One resolution opposes the construction of a large-scale detention center within the city limits. It cites the 2026 FIFA World Cup and the city’s commitment to “meaningful community participation, worker dignity, housing stability, immigrant justice, environmental sustainability, and transparency in decision-making as essential components of responsible mega-event planning.”
Atlanta will host eight World Cup soccer games between June 15 and July 15. When asked in February about the possible presence of ICE, Dickens told Atlanta media he hoped that “their presence will be small, unnoticeable, negligible, invisible and maybe nonexistent.”
The resolution opposing detention centers is a “messaging bill,” said Andrew Arthur, a fellow at the conservative-leaning Center for Immigration Studies.
“The only people who are adversely affected by ordinances like this are the aliens themselves and their lawyers and families, because if you want to visit a loved one in the facility, you are going to have to travel to Lumpkin, Ga., or to Angola, La., or to the Everglades in Florida to do that,” Arthur said. “And you know, if you have an immigration attorney you’re already working with, that immigration attorney is going to have to travel to that facility at great cost, which is going to get passed along to the alien and the alien’s family.”
ICE purchased warehouses for new facilities in Social Circle and Oakwood, two small cities east of Atlanta. Officials and residents from both cities have pushed back. As of now, any progress on the facilities is under review by the Department of Homeland Security.
The second resolution would require the Atlanta Police Department to report cases of “suspected misconduct by federal immigration agents.”

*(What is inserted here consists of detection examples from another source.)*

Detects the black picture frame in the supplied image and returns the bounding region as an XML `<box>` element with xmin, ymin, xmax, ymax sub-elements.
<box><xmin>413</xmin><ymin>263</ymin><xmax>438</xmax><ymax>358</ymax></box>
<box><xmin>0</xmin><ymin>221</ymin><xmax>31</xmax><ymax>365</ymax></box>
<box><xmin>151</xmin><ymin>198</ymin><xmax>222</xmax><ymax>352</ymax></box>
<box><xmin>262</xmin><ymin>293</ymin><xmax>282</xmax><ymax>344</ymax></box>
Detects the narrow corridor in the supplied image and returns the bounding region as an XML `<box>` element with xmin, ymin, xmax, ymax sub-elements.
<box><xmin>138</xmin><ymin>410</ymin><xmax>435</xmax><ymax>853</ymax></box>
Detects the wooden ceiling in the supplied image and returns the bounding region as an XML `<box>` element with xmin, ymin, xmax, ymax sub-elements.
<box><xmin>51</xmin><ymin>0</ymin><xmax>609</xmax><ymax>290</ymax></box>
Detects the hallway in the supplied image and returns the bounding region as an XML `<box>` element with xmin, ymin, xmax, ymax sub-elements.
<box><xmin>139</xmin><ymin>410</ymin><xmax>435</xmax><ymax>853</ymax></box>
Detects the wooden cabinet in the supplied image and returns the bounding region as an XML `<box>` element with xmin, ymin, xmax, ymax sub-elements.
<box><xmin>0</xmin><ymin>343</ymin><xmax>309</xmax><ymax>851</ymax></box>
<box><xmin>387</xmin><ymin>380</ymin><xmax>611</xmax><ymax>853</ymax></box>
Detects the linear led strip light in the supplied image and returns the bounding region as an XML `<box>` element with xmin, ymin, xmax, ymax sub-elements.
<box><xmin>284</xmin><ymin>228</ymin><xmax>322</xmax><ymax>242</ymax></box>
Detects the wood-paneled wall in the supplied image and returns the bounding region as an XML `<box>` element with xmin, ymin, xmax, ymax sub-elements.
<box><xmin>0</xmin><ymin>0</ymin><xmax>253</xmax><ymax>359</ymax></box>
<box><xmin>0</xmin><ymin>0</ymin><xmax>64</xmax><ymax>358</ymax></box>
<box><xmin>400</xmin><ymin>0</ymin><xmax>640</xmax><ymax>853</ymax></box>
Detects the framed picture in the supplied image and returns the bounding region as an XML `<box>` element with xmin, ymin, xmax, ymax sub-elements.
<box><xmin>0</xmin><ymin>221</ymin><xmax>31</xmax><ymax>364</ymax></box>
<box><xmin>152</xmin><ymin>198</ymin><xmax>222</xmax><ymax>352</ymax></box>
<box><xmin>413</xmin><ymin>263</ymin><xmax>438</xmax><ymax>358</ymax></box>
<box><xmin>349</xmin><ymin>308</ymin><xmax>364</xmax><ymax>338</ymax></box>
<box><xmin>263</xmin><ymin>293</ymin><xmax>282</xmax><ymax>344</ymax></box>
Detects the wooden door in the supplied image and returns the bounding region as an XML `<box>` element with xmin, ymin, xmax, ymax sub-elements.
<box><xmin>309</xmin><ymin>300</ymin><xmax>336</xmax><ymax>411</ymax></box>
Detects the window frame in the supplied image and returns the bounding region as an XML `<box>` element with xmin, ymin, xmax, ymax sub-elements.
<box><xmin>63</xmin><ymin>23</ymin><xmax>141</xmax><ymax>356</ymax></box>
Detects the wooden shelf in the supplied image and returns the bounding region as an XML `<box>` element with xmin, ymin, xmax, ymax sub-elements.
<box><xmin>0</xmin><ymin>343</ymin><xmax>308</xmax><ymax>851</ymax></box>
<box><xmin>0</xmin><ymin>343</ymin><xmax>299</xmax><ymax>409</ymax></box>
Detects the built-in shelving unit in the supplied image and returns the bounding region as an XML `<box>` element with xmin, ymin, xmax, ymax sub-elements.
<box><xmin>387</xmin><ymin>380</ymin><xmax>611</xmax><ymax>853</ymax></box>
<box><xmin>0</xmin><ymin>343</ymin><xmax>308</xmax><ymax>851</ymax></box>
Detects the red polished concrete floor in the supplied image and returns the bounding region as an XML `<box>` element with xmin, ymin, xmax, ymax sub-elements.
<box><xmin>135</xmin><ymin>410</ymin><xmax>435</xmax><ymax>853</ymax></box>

“Really what proposals like this do is it drives a wedge between law enforcement entities,” Arthur said. “If the goal of law enforcement is public safety, and it is supposed to be, you want to have everyone who is engaged in public safety all working toward achieving that goal.”
The Center for Immigration Studies lists Atlanta among cities that don’t cooperate with ICE officials.
The Georgia Senate passed a bill in 2025 that would waive sovereign immunity for local governments that adopt and implement what its sponsors called “sanctuary policies.” The bill did not get a vote in the House of Representatives.